El silencio las acarició a las tres, y cada una volvió a su oficio. Eitana revolvió con fuerza el orín, mientras algunas lágrimas comenzaban a deslizarse por sus mejillas. Sabía que el dominus le daría patadas y cachetazos, como cuando se encrespaba por cualquier infortunio, y aquel hijo de la desgracia, aquella simiente de la maldad, sería escupido por su entrepierna muerto a golpes. Era un hecho. Y quizá ella acabase yéndose con él.

De pronto, la desazón empujó un llanto como el que había vaciado ante el suplicio de su padre.

—Quizá, quizá… —balbuceó la muchacha—. Quizá busque a aquel soldado y…

—Al soldado le dará igual, del todo igual —dijo Dolcina—. Él no permitirá ningún niño en esta domus, y no porque sea de una esclava.

—¿Por qué, Dolcina? ¿Por qué?

Nuevamente callaron las dos, intercambiando miradas, y se mordieron los labios.
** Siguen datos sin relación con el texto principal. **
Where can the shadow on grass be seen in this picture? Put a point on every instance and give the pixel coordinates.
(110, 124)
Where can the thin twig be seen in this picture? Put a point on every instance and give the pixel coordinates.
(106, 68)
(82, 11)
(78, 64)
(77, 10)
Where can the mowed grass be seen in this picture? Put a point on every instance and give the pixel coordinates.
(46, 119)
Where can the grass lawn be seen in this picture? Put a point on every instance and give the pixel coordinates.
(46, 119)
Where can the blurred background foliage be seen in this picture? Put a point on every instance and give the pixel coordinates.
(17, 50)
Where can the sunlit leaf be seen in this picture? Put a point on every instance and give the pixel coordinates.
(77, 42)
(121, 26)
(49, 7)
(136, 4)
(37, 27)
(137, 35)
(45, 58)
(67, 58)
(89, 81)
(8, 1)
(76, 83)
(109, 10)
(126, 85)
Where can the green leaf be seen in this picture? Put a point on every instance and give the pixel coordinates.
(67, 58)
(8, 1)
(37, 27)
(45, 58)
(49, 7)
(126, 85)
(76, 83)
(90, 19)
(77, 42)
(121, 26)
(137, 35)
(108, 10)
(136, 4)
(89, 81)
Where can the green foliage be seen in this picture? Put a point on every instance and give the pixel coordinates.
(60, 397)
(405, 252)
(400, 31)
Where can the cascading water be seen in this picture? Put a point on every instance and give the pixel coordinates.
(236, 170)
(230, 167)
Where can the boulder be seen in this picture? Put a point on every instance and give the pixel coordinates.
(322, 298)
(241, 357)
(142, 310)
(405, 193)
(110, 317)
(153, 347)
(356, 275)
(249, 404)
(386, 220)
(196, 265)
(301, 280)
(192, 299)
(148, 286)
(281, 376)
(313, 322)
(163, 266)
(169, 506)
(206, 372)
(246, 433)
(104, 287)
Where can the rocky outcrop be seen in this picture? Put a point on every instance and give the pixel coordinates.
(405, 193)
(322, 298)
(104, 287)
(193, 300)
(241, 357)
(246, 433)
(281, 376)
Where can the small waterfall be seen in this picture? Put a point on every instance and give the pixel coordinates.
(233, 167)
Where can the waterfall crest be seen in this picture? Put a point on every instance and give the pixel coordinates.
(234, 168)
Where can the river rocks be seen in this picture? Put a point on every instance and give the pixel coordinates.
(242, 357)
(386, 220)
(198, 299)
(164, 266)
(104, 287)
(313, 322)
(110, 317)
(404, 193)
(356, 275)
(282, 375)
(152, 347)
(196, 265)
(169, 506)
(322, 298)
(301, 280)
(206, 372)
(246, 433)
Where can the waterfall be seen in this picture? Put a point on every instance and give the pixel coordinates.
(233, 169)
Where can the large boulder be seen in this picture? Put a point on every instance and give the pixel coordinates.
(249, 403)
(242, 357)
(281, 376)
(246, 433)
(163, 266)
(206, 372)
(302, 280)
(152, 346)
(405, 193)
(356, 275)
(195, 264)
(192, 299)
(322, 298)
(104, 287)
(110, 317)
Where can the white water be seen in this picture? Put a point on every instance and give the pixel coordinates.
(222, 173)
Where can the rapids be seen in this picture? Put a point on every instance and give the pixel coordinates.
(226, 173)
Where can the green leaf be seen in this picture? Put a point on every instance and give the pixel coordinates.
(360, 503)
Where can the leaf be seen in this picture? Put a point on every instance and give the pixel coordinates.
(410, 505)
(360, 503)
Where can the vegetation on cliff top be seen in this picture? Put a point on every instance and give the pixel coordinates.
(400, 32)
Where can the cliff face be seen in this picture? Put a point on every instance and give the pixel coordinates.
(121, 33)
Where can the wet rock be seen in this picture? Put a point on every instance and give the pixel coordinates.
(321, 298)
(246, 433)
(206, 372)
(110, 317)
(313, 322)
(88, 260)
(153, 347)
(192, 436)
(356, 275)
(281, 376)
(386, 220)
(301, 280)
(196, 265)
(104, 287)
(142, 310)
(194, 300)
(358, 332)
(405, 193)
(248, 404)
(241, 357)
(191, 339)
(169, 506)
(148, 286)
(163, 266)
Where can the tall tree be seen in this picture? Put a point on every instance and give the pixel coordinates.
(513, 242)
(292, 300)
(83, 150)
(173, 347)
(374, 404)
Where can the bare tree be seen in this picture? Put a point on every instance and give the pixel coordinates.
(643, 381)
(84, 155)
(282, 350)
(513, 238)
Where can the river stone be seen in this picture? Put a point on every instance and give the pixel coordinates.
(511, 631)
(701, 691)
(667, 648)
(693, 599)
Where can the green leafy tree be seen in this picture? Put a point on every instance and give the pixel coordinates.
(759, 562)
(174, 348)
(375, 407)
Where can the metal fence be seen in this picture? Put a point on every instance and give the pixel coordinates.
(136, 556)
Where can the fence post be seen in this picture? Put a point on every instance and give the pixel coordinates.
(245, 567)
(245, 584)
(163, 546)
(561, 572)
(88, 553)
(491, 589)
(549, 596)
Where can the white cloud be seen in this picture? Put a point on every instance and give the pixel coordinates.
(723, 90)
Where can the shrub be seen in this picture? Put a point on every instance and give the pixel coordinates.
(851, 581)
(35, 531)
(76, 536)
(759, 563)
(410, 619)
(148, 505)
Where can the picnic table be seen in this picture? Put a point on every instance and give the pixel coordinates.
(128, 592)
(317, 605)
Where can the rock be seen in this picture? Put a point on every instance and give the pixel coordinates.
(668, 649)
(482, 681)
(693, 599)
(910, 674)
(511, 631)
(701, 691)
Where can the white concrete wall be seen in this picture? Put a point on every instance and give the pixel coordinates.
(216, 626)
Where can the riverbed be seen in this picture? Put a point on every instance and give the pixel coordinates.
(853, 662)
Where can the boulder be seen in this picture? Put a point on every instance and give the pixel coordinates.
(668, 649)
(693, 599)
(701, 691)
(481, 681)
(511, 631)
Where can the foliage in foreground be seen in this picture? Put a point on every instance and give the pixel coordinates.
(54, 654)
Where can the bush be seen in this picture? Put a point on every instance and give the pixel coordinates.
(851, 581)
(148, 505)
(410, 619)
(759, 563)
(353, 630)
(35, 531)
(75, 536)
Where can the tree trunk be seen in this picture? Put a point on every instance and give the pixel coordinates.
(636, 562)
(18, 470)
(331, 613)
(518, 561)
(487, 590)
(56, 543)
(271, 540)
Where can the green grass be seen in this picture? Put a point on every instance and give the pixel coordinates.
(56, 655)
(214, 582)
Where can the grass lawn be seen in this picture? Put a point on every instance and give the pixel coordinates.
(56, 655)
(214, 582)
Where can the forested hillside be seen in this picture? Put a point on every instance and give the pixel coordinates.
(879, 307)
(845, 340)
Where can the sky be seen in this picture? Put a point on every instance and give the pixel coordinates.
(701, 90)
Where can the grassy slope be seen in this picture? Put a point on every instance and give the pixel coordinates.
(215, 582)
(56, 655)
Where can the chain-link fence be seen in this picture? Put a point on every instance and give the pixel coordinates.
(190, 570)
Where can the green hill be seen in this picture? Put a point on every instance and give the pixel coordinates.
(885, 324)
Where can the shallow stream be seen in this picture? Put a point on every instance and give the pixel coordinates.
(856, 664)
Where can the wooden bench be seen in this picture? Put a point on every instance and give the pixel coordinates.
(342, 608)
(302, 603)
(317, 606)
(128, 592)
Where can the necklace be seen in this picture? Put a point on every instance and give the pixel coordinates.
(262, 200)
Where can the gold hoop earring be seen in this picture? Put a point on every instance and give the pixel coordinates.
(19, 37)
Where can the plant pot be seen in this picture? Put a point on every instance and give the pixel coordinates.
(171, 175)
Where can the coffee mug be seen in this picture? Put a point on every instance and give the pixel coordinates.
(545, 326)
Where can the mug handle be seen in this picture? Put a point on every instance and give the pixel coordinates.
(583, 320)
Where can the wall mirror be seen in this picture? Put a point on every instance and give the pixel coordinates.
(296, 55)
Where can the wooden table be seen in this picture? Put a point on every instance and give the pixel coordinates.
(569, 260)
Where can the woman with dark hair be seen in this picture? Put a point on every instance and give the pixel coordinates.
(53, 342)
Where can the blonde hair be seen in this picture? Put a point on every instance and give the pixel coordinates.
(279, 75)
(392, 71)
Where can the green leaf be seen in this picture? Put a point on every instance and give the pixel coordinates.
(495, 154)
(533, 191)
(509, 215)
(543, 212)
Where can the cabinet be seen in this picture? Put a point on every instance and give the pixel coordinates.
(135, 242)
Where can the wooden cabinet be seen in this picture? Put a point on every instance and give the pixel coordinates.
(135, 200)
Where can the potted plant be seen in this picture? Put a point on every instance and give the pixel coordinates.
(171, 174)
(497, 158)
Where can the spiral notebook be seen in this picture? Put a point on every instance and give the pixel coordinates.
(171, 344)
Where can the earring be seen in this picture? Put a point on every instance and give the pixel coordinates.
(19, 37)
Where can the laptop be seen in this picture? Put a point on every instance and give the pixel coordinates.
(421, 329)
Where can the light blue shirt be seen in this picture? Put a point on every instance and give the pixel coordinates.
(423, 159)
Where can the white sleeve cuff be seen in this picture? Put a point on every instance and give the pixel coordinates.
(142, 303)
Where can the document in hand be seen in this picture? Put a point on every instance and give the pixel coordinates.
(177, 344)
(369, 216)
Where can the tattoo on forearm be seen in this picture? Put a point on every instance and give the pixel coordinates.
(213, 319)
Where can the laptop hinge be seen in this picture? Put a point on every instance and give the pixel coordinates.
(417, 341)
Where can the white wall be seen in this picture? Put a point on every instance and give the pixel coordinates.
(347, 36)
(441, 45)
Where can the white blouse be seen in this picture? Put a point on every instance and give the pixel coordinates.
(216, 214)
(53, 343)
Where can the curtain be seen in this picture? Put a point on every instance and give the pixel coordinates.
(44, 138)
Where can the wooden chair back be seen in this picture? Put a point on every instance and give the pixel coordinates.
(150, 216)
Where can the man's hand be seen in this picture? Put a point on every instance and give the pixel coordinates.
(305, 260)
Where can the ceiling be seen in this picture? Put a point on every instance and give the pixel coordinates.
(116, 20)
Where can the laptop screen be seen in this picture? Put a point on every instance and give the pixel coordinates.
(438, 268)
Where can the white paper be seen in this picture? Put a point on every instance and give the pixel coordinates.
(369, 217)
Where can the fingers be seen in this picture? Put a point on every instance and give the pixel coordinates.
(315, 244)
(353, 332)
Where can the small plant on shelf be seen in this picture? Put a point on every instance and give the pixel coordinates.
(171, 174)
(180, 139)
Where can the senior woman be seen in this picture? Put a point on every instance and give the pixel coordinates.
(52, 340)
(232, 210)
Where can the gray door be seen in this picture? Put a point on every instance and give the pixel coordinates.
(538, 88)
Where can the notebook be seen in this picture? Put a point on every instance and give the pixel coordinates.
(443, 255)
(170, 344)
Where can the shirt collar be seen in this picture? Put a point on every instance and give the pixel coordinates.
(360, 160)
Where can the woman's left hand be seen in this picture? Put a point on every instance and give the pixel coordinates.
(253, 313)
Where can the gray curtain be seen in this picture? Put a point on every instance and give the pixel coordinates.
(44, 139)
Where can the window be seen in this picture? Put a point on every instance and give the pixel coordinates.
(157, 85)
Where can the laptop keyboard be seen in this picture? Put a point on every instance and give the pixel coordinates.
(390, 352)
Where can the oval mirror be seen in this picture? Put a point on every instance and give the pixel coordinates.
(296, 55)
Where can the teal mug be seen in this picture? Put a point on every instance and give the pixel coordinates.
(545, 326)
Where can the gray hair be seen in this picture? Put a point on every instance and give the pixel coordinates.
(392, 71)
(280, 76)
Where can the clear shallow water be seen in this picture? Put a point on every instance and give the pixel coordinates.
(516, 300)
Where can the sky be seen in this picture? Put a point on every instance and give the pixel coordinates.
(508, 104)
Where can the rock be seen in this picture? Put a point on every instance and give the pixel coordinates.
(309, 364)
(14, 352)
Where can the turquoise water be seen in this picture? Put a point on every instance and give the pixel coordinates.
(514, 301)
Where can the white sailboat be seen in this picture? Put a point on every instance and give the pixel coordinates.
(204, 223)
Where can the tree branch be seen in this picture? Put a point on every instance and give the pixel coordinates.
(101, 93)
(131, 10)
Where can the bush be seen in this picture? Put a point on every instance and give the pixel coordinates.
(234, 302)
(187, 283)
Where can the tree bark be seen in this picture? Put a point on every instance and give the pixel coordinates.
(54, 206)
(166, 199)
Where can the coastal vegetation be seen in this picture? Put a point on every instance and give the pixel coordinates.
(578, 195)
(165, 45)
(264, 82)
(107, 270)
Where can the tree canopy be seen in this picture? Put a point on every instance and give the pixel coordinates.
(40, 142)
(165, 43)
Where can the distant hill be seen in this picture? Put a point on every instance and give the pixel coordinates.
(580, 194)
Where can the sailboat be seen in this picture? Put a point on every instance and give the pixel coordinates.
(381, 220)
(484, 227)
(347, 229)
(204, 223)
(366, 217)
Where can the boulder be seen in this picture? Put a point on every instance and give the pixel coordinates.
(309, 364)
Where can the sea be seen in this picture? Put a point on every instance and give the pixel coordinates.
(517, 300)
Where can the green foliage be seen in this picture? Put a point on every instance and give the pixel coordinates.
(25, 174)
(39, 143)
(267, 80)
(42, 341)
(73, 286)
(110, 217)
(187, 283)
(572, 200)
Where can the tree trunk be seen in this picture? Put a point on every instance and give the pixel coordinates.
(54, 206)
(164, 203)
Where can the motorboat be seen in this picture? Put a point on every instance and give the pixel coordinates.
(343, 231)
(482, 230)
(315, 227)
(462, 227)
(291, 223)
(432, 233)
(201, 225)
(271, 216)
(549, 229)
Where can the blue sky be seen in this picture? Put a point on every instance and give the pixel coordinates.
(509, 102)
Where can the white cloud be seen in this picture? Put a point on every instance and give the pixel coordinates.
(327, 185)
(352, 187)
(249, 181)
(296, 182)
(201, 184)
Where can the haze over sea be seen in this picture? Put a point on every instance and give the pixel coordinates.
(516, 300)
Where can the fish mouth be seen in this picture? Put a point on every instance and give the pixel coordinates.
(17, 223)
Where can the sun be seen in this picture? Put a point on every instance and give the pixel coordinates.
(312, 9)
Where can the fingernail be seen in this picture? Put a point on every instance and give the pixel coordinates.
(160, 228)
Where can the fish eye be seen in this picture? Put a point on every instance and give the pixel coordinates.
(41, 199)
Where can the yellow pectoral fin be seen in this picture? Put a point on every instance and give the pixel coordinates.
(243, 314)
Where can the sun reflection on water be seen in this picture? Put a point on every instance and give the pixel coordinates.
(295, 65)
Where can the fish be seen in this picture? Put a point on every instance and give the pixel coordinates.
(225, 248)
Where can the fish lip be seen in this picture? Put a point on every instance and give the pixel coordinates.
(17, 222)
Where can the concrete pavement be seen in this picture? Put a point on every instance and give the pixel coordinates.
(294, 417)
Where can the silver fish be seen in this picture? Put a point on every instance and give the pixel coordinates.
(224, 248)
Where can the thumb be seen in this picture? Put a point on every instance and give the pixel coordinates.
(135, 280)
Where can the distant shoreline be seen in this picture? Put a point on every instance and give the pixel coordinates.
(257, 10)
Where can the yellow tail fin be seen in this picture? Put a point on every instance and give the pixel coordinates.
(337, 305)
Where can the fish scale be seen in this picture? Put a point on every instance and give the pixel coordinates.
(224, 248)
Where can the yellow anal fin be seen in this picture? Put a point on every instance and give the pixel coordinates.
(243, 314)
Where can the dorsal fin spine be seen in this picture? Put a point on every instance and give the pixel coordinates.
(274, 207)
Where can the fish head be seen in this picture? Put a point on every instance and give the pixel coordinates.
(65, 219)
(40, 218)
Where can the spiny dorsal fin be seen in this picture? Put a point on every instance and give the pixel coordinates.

—¿No entendéis que necesito saber? ¿No entendéis que me volveré loca?

—Le juramos al amo no volverla a recordar en la domus —dijo Dolcina—. Su espíritu es poderoso.

—¡Pero si ahora mismo lo estáis haciendo! —exclamó deteniendo su actividad, con su rostro cobre humedecido e hinchado por las lágrimas.

—No es lo mismo. No queremos recordar lo que pasó, no queremos volverlo a nombrar.

Eitana las miró con tristeza, meditó sus palabras y luego les dijo:

—¿Vais a permitir que su sombra acabe conmigo?

—No podemos evitar tu mal, muchacha. Nada de lo que te contemos cambiará tu desgracia.

—Solo quiero saber. Fuera de la domus, como supe de la niña Livia.

Ambas volvieron a callar, mientras escurrían túnicas y togas, para extenderlas junto a las demás.

—¡Por favor! Os lo suplico.

—Mañana cuando vayamos al mercado te contaré la historia —dijo por fin Doma.

—¡No lo hagas! —gritó Dolcina.

—¡Da igual! Ni lo haré en la domus, ni la maldición era por su recuerdo. Solo era por el niño. Solo por el niño.

—¿Qué niño? —preguntó Eitana.

—Terminemos con esto, muchacha, que ya he hablado demasiado —acabó por decir Doma—. ¡Que todos los dioses te protejan! Mañana sabrás tu desgracia. Pero fuera de la domus, donde ella no pueda escucharme.